A bigger challenge to reader motivation comes after reading the book: putting what they learned into practice, particularly for 'self-improvement' topics such as losing weight.

The authors faced a particular problem with Stikky Weight Management since they wanted to avoid the idea of a temporary diet in favor of permanent changes to eating habits. From a motivational point-of-view, a time-limited diet may seem more attractive than a lifetime of eating less, even if the reader agrees that temporary changes typically deliver only temporary results.

So a significant part of research for the book was into motivational methods. The psychology literature (including the pop-psychology, self-help literature) identify three methods:
  • Focus on the outcome
  • Focus on the process of reaching the outcome
  • Focus on outcome and process together.
For example, a student preparing for an exam could spend a few minutes each day visualizing themselves going to get their result after the exam and getting an A (outcome). Alternatively, they could visualize themselves turning on their desk light, getting out a book to study, and sitting down to concentrate on it (process). Or they could visualize both in turn. Which approach, if any, is most likely to improve their performance?

A recent study set out to uncover the answer but, before we reveal it, you might like to consider for yourself which approach was best, second best, and third best.

A team at UCLA divided students into groups one week before a mid-term exam, one group taking the outcome approach, another the process approach, a third group process-and-outcome, and a fourth group as control (Taylor and Pham, 1996).

They found that the process-and-outcome group did best, a net gain of 10 points, followed by the process group with a net gain of 8 points. The outcome-focussed group scored a net gain of 2 points--not statistically significant. Interestingly, the process-and-outcome group said they would be unlikely to use the method again (perhaps because it took too long) whereas the process group said they would be highly likely to.

That outcome-focus didn't work is particularly surprising given the almost exclusive use of this approach in popular self-help literature. But the UCLA findings confirm those of an earlier study (Gollwitzer et al, 1990) which found that people who form definite implementation plans ("these are the five steps I am going to take") are significantly more likely to follow through than those who don't. Whether they imagined the positive consequences of achieving the outcome or not made no difference.
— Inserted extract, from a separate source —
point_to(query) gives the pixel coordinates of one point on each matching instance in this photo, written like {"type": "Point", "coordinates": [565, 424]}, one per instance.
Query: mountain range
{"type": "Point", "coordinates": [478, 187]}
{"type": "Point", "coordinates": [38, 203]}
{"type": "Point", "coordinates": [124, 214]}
What did this tell us about motivating readers of Stikky Weight Management? It told us to have readers focus on the process of making the changes they choose to make. Since Stikky books are in three parts and readers are asked to leave one week gaps between them, we effectively had two opportunities to ask the reader to make changes and then have them evaluate themselves a week later.
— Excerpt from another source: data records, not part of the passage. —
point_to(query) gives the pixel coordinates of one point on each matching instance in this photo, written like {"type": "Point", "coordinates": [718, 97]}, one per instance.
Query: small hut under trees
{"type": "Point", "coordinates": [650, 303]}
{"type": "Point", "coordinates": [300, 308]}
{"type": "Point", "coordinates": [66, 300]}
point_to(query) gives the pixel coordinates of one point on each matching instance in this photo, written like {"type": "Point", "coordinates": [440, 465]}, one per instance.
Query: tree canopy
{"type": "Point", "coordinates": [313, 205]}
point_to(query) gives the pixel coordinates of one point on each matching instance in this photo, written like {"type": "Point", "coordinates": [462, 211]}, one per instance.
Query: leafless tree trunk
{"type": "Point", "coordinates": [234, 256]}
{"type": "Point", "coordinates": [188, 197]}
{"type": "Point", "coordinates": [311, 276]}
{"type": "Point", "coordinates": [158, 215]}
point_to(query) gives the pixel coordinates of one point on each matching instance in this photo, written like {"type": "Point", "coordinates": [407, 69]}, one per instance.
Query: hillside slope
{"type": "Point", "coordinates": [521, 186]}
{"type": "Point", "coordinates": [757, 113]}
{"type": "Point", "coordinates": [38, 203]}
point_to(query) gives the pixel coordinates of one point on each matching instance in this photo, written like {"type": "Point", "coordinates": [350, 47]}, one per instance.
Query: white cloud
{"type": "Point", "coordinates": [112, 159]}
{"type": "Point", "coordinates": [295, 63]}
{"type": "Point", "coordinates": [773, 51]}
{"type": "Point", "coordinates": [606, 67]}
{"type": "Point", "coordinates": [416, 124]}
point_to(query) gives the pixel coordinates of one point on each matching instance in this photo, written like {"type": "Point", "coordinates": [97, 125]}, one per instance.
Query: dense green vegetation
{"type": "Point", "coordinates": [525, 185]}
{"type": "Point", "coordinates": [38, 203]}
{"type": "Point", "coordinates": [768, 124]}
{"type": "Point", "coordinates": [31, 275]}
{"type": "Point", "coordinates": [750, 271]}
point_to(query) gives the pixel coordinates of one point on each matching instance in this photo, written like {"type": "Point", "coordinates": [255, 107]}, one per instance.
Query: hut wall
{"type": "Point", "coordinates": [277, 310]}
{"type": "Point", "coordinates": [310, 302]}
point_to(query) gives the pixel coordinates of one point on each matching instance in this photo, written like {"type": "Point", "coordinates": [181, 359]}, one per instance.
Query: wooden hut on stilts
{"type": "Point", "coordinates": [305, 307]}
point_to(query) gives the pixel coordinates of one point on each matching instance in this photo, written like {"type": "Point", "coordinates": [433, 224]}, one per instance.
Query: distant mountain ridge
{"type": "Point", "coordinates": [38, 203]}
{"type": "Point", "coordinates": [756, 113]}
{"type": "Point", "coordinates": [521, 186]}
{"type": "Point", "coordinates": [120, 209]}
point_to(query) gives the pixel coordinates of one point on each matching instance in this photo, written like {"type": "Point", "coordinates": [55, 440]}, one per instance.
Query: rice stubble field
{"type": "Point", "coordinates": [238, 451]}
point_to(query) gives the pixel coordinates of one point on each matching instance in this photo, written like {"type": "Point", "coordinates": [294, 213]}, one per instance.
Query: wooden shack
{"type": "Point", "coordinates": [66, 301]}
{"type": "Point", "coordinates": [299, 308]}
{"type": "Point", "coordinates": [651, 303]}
Process aspects we used were:
  • Substituting one food for another
  • Comparing Nutrition Fact labels in a store
  • Choosing from a restaurant menu
  • 'Tactics' such as stop eating when you're full
  • And taking light exercise when the opportunity arises (eg, park at the far end of the car park and walk).
We also included some outcome-based arguments, primarily because they are so compelling that it would have been bizarre to leave them out. But they are not tested or re-enforced later in the book whereas all the process items above are.

We chose not to ask readers to imagine themselves as thin and we chose not to make a diet sound like a one-off project with a single outcome. Unlike most diet books we also chose not to include recipes (which made sense in the 1960s when most meals were cooked at home); and not to talk in detail about human biology.

References

P M Gollwitzer, H Heckhausen, and H Ratajczak (1990), 'From weighing to willing: Approaching a change decision through pre- or postdecisional mentation', Organizational Behavior and Human Decision Processes, 45, 41-65

S E Taylor and L B Pham, 'Mental Stimulation, Motivation, and Action' in Peter M Gollwitzer and John A Bargh, The Psychology of Action, The Guilford Press.